La frutta non manca mai, sia il giorno sia la sera, ed il
vino è sempre presente, però solo a pranzo.
Il pesce o, quando non c’è, il baccalà, è presente il
venerdì e il sabato a pranzo e, al posto delle uova, anche alla cena dello
stesso giorno.
I legumi sono indicati solo per i Venerdì della stagione
invernale, mentre la minestra verde vale il mercoledì e il Venerdì con
l’insalata che torna a cena la Domenica, il Martedì e il Giovedì.
C’è anche il riso, ma solo il Lunedì al posto della pastina,
prevista anche il Venerdì in alternativa alla minestra verde, con la pasta
condita a cena nelle sere del Lunedì, Mercoledì e Venerdì.

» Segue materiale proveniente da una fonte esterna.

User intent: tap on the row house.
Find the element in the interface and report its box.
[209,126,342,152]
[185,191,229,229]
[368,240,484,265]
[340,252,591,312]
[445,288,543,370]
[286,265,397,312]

I maccheroni al ragù allietano il pranzo del Martedì,
Giovedì e Domenica.
E per finire con la rappresentazione della Tabella dei Cibi
posta in una bacheca del museo, la frittata, in alternativa al pesce durante il
pranzo del sabato.
Non è malignità la nostra se diciamo che molti dei
seminaristi, anche in considerazione dei tempi dove non mancava la miseria più
nera, erano presi per la gola e convinti da un mangiare, sicuramente all’insegna
della frugalità, a prendere i voti e continuare a vivere in piena beatitudine
la loro vocazione.
Frugalità certamente, ma tanta tanta qualità e diversità che
spiegano solo in parte la Dieta mediterranea, cioè il buon mangiare e, anche,
il buon bere con la presenza costante di un bicchiere di vino a confermare il
peso della ritualità nella liturgia che ha significato tanto dell’immagine e
della continuità che il vino ha avuto sulla tavola del ricco come del povero,
quale bevanda e alimento insieme.
La tabella ci ha riportato alla nostra infanzia quando il
piatto a tavola, con delle piccole variazioni, scandiva il giorno della
settimana e la stagione. Una regola, direbbe il dott. Marco Tagliaferri, da
tener presente perché è quella che, insieme al movimento (u ggire du paese), esprimeva
bene la Mediterraneità, quale stile di vita prima ancora che una buona e
corretta alimentazione.
Il passato che ci racconta il documento esposto nel Museo
Diocesano, come si può capire, torna a dirci che è di grande attualità quando
ci invita a correggere le nostre abitudini sbagliate, quelle da lungo tempo sostenute
dal consumismo e dallo spreco che sono, poi, causa dei malesseri che l’uomo
moderno vive e, con esso, il territorio.